Somebody mentioned the issue in this thread, but I felt the topic deserves a dedicated thread.
Arrays should be used only when it makes sense - for instance, it’s great to use array for lazy initialization of behaviors, application-components, etc.
It’s not so great to use arrays everywhere else though.
For one, arrays do not provide any kind of type-checks or property checks, in IDEs, or at run-time - at least not in good time.
For another, array-manipulation is not very convenient in PHP - as my colleague pointed out, when defining additional filters in a controller sub-class, it gets really ugly and tedious:
public function filters()
{
return array_merge(parent::filters(), array(
array('another_filter'),
));
}
In addition to being inconvenient and ugly, it’s also not very flexible - as he pointed out, what if I need this or that filter added specifically before or after the filters defined by the parent class, it gets even more clunky.
Lastly, there are performance-related issues with arrays. Arrays, when passed as arguments and modified, get copied in-memory. And also, in PHP 5.4, class-properties have been optimized, so that the property-names are not copied to every instance of a class - rather, PHP now maintains a shared property-table for all instances, meaning less memory and CPU overhead for all the property-name duplicates in previous versions.
It would be much more convenient and safer to have something like this:
public function init()
{
parent::init();
$this->appendFilter(new ThisFilter('x', 'y', 'z'));
$this->prependFilter(new ThatFilter('a', 'b', 'c'));
}
For controllers, things like actions, access-rules and filters, these could be much more conveniently (and more safely) in the init() method, constructing objects and calling methods to register them.
For models, things like attribute metadata (names and labels), validations, relations, etc. could all be created directly and added via method-calls.
After all, if you load a controller or model, it’s probably because you’re about to use it, so there’s not much point in delaying or abstracting the construction of dependent objects.

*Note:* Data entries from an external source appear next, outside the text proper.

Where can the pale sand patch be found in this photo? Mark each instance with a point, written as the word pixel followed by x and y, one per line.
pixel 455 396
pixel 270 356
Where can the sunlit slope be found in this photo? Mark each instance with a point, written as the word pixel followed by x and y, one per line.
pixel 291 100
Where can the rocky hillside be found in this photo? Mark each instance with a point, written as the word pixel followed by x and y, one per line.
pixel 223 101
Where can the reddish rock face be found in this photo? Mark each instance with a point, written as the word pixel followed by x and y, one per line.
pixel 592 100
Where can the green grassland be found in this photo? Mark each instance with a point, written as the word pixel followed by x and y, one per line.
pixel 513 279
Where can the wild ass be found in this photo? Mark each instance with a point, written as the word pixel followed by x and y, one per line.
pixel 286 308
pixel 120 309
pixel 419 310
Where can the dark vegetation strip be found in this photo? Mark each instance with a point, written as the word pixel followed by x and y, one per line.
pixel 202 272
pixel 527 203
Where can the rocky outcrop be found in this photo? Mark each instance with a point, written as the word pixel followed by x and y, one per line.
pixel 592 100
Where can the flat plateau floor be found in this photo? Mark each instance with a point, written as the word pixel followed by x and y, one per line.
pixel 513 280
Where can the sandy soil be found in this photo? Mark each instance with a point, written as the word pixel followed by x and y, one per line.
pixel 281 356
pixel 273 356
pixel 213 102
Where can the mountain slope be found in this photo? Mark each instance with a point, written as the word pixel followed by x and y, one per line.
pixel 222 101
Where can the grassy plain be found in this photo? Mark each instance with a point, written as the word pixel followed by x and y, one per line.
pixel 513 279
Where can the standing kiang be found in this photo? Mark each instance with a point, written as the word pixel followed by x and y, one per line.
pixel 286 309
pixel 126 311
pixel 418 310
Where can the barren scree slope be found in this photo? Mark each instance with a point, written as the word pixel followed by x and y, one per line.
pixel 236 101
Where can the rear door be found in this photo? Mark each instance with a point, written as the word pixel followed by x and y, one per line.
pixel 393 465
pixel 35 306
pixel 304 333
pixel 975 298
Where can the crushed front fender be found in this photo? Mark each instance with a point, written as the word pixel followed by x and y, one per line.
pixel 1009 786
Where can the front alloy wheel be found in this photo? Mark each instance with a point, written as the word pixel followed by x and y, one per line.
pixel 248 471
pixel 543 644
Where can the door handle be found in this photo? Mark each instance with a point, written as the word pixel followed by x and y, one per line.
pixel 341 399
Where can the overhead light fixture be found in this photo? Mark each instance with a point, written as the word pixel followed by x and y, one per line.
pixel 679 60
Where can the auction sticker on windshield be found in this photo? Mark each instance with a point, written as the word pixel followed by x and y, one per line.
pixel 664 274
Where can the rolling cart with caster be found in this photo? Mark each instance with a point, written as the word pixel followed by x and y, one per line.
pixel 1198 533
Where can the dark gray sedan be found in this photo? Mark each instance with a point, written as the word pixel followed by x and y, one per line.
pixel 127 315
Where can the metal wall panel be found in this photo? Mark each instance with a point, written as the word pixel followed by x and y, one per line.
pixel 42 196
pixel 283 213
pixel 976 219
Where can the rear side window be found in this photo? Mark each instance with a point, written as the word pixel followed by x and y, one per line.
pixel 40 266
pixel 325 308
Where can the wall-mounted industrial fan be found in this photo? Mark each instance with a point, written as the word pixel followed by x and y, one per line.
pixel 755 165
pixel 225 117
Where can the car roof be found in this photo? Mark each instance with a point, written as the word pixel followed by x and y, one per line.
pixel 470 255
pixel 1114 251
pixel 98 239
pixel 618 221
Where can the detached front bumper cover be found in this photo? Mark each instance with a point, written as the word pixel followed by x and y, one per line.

Even if the delaying the initialization of validations and relations does make sense for performance reasons, it would still be safer to construct actual objects in the validations() and relations() callbacks.
On a related note, since PHP 5.3, we now have closures - which can be used for lazy instantiation, providing type-sensitivity in IDEs, and avoiding arrays. This could be useful e.g. for application components, since the configuration can now consist of actual code, not only setting properties on the constructed components, but calling methods on them, firing events, and so on.
Just some thoughts that were going through my head today.